La Malédiction de la Méduse
Sécrétion de son foie dévasté, mais aussi celle, plus âcre, de la colère face au tribunal. Sa santé est au plus bas. Il a eu un malaise et a dû garder le lit deux jours aux arrêts avant d’être à nouveau en état de comparaître, mais c’est tout juste s’il n’a pas été soupçonné de simuler et été traîné de force devant ses juges. La suprême humiliation est à venir. Ses galons d’officier de marine, mais aussi ses décorations : Légion d’honneur et ordre royal de Saint-Louis vont lui être arrachés. La décision est déjà prise, cet incapable de Gallifet l’en a informé : « Je n’ai rien pu faire, quel que soit le verdict, les deux ordres en ont décidé ainsi. »
Il ne se fait plus grande illusion. Au fil des jours aux arrêts, devant l’absence totale de mansuétude du tribunal, Chaumareys a commencé à douter de l’efficacité de ses protections. Et ce n’est pas la peu convaincante plaidoirie de Gallifet qui l’a rassuré. Il est tard. Trois quarts d’heure déjà que les membres du Conseil de guerre délibèrent.

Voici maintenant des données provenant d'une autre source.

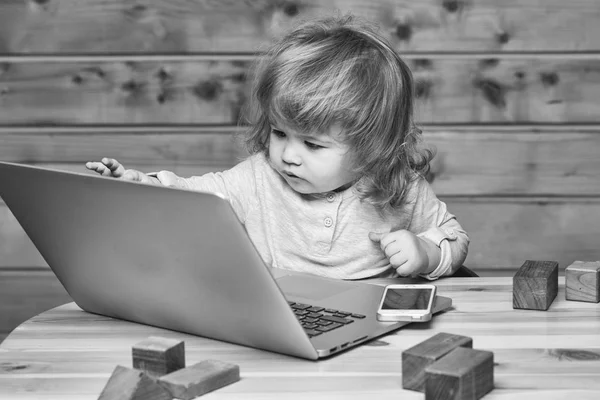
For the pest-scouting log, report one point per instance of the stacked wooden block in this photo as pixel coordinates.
(159, 373)
(446, 366)
(535, 284)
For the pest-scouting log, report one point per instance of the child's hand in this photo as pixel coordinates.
(111, 167)
(408, 253)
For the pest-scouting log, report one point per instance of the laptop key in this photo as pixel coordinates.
(328, 327)
(300, 306)
(312, 332)
(309, 326)
(337, 319)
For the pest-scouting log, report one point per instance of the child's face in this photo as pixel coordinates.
(310, 164)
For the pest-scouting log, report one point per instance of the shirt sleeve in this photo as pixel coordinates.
(237, 185)
(432, 221)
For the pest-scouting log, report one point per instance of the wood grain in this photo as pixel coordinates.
(66, 26)
(416, 359)
(504, 232)
(26, 292)
(470, 160)
(535, 285)
(463, 374)
(583, 281)
(214, 90)
(68, 354)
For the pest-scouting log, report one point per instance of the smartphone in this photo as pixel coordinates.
(406, 303)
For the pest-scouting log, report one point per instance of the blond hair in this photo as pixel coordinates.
(339, 70)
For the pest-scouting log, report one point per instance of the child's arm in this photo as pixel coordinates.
(432, 222)
(434, 244)
(408, 253)
(237, 184)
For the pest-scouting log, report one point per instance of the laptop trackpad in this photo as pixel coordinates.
(311, 288)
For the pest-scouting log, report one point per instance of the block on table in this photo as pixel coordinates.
(158, 356)
(462, 374)
(200, 378)
(535, 285)
(131, 384)
(582, 281)
(420, 356)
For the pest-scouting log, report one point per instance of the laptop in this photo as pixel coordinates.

Chaumareys, sur son fauteuil de bois, ne cesse de changer de position. Il est à la fois pressé d’en finir et il a peur. Et s’ils le condamnaient à mort ? Ils en sont capables tant ils sont remontés, tant cet amiral de La Tullaye qui préside le Conseil le considère comme le seul coupable désigné. Gallifet pose sa main molle sur l’épaule de Chaumareys qui, d’un geste agacé, s’en débarrasse. Les membres du Conseil viennent de faire leur entrée.
Appuyant ses deux mains tavelées sur les accoudoirs de son fauteuil, Chaumareys se lève. Il se tient droit dans son uniforme et regarde ses juges d’un air qu’il veut fier, mais qui est celui d’un vieil homme brisé s’apprêtant à l’être plus encore. Qu’on en vienne au but ! Chaumareys n’en peut plus de cette glose jargonneuse interminable, de ces articles de loi qu’on égrène comme un chapelet d’ignominies, de cette culpabilité reconnue à l’unanimité. Coupable de l’échouage de la frégate La Méduse, de sa perte, coupable de l’abandon du navire, coupable de l’abandon du radeau, coupable, coupable, coupable. Coupable de tout et condamné à quoi ? Qu’ils le disent !
Chaumareys a du mal à rester debout. Ses oreilles bourdonnent quand il entend : « Par la majorité de cinq voix sur huit, le Conseil a décidé de rayer le commandant Hugues de Chaumareys de la liste des officiers de marine de Sa Majesté. Il assortit cette mesure d’une interdiction de servir…», le commandant de La Méduse vacille. Par cinq voix sur huit toujours, le Conseil le condamne « à trois années de prison militaire »…
À nouveau, la main molle de Gallifet sur son épaule. Cette fois Chaumareys ne la rejette pas. Il demande même à son avocat d’une voix à peine audible : « Trois ans à la prison de Rochefort, c’est bien cela ? » Gallifet tente de le rassurer : « Compte tenu de votre santé déficiente, on m’a assuré que vous serez à l’hôpital militaire…»
Le capitaine déchu n’a cure de cette mesure de clémence. Il s’emporte d’une voix éraillée : « Machination, c’est une machination ! Mais je vais écrire au roi, ce tribunal a oublié que je suis le neveu de l’amiral d’Orvilliers ! »
Le vieil homme n’entend pas la seule réponse qu’il obtient du Conseil qui vient de le condamner. Elle émane du greffier qui marmonne : « C’est surtout l’amiral d’Orvilliers qui serait ravi d’oublier qu’il a pareil neveu », avant de déclarer l’audience levée.
CHAPITRE XXXII
« Tu n’as pas une idée de l’endroit où je pourrais les rencontrer ? » Théodore Géricault est nu sur le lit défait de la chambre attenante à son atelier. La jeune Italienne à qui il s’adresse est tout aussi dévêtue. Vingt ans, guère plus, une impudeur ingénue, des taches de rousseur, des yeux verts assez rieurs et une bouche joliment ourlée. Elle a les cheveux clairs et courts, des petits seins pointus, le sexe pâle et bombé, et elle a une idée : « Peut-être tu devrais essayer chez l’ editore… Tu as regardé le nom ? Fais voir ! Tiens c’est écrit : Hocquet-Eymery-Barba-Delaunay-Ladvocat. 1817… L’adresse c’est marqué aussi : rue de l’Échelle, numéro 3… Tu connais, c’est où ? »
Théo aime la voix un peu fêlée et l’accent d’Emilia. Elle parle bien mieux le français que lui l’italien.